Belastungsmilliarde

Sozialversicherungs-Umbau kostet mehr als 1 Milliarde Euro

Sozialversicherungsexperten haben den Gesetzesvorschlag zum Sozialversicherungs-Umbau der Bundesregierung bewertet und für den Zeitraum von 2019-2023 über eine Milliarde Euro an Mehrbelastung für Krankenkassen und AUVA berechnet, berichtet die Austria Presse Agentur (APA) am 28. September. Zählt man die Kosten für die Fusion dazu, kommt man auf mehr als 1,5 Milliarden Euro.

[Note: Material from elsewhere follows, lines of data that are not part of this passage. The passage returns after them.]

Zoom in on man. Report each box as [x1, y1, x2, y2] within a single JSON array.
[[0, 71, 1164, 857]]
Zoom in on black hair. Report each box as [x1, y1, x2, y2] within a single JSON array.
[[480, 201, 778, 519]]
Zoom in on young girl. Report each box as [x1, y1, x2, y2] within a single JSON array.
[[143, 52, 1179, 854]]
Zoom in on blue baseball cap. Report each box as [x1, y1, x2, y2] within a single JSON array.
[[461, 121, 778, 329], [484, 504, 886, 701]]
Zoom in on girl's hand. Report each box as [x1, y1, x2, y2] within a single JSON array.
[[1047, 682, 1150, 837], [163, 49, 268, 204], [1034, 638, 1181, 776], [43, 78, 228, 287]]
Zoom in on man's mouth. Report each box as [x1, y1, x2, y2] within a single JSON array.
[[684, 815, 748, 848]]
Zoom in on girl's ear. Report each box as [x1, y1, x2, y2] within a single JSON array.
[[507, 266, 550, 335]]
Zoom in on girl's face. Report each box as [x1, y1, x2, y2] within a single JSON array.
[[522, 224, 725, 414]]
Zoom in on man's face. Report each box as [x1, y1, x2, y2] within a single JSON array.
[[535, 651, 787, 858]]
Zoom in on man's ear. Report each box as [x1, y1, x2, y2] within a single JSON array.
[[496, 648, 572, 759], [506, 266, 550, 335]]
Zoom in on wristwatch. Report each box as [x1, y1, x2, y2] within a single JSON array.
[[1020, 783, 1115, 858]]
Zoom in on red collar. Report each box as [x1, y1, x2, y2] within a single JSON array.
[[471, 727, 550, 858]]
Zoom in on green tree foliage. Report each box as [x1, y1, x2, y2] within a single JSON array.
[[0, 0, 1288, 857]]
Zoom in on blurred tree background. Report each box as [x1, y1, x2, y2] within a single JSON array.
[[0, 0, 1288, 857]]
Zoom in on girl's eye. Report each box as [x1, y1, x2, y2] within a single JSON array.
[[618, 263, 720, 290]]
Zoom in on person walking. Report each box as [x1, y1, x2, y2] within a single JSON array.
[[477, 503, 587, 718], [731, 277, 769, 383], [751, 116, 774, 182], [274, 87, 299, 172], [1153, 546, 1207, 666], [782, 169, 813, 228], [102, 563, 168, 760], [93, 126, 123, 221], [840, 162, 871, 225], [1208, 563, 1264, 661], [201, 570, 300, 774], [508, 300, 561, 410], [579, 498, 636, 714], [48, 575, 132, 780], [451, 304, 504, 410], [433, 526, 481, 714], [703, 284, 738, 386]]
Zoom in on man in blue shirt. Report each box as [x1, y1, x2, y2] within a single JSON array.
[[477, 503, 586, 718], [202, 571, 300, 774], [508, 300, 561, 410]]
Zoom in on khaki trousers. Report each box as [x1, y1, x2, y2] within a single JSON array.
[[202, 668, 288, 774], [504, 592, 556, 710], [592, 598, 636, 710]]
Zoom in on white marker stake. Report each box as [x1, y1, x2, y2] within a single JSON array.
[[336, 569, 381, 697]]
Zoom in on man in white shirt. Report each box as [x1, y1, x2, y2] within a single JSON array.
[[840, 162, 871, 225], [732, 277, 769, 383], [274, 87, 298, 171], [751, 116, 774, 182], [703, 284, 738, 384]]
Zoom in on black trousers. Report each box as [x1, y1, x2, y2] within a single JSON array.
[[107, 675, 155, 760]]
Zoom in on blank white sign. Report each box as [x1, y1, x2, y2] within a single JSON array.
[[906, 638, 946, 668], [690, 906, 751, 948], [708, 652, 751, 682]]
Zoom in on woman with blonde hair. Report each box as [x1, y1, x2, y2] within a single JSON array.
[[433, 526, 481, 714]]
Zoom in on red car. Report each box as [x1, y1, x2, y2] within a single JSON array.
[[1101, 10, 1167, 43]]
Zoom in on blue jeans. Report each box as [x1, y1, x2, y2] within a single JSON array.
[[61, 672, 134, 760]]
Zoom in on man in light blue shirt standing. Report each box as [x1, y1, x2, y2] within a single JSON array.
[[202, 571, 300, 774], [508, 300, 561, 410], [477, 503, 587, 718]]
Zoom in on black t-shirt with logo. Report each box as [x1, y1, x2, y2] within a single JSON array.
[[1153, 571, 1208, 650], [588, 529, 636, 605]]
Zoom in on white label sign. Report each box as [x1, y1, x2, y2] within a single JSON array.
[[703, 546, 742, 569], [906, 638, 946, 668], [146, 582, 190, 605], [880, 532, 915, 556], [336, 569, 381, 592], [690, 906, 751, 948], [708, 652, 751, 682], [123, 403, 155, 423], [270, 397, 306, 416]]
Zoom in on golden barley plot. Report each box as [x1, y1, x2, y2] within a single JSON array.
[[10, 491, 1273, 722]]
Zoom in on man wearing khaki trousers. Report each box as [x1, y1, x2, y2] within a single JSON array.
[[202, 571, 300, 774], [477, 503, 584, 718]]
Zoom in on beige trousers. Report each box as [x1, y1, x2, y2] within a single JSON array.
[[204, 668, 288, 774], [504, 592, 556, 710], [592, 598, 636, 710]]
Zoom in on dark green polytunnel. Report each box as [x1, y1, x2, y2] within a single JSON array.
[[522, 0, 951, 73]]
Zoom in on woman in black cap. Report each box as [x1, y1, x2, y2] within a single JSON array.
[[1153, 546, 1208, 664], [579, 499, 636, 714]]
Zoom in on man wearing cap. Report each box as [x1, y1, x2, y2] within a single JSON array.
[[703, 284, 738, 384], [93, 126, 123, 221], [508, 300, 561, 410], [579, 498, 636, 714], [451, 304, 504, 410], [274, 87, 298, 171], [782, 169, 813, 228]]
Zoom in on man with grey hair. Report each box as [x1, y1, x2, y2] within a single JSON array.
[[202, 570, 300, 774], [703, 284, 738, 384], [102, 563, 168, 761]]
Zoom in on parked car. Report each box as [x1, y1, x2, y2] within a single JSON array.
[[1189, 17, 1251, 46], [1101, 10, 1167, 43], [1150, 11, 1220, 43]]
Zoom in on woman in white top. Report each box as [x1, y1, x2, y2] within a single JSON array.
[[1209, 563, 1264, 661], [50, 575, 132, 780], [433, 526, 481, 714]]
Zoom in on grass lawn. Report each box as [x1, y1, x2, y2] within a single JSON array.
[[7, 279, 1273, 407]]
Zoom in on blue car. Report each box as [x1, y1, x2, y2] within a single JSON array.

  • 483 Millionen Euro zusätzliche Kosten für die Österreichische Gesundheitskasse (ÖGK)
  • 603 Millionen Euro Mehrbelastung für die AUVA
  • 500 Millionen Euro kostet die Fusion (Zusammenlegung der Sozialversicherungen und Krankenkassen)
    • Fusion von SVA + SVB -> 90 Millionen
    • Fusion der BVA + VAEB -> 100 Millionen
    • Fusion der 9 Gebietskrankennkassen – > mehr als 200 Millionen

Fusion zulasten der PatientInnen – Wirtschaft und Industrie profitieren

Einmal mehr wird bewiesen, dass der Angriff auf die FunktionärInnen der Selbstverwaltung ungerechtfertigt war. Die Sitzungsgelder für FunktionärInnen sowie die Zahlungen für Obleute und Direktoren betrugen 2017 rund 5,3 Millionen Euro. Es kann also keine Rede davon sein, dass aus einer „Funktionärsmilliarde“ eine „Patientenmilliarde“ werde, vielmehr handelt es sich um eine „Belastungsmilliarde“, so die Experten. Profitieren werden von dem Sozialversicherungs-Umbau vor allem Wirtschaft und Industrie, die künftig geringere Versicherungsbeiträge zahlen. Die fehlenden Mittel werden für die Versicherten und PatientInnen Leistungskürzungen mit sich bringen, zu höheren Beiträgen oder zur Einführung von Selbstbehalten führen.

483 Millionen Euro mehr Kosten für ÖGK

Die Regierung hat höhere Zahlungen in den Fonds der Privatkrankenanstalten (PRIKRAF) angeordnet, in den die Krankenkassen zuletzt 121,5 Mio. Euro einzahlten. Ab 2019 erhöht sich dieser Betrag um rund 10 Millionen Euro und steigt bis 2023 auf über 11 Millionen Euro. Das ergibt in Summe zusätzliche Kosten von 53 Millionen Euro. Dazu kommen weitere 3 Millionen Euro an höheren Pflegekostenzuschüssen im Zusammenhang mit den privaten Krankenanstalten.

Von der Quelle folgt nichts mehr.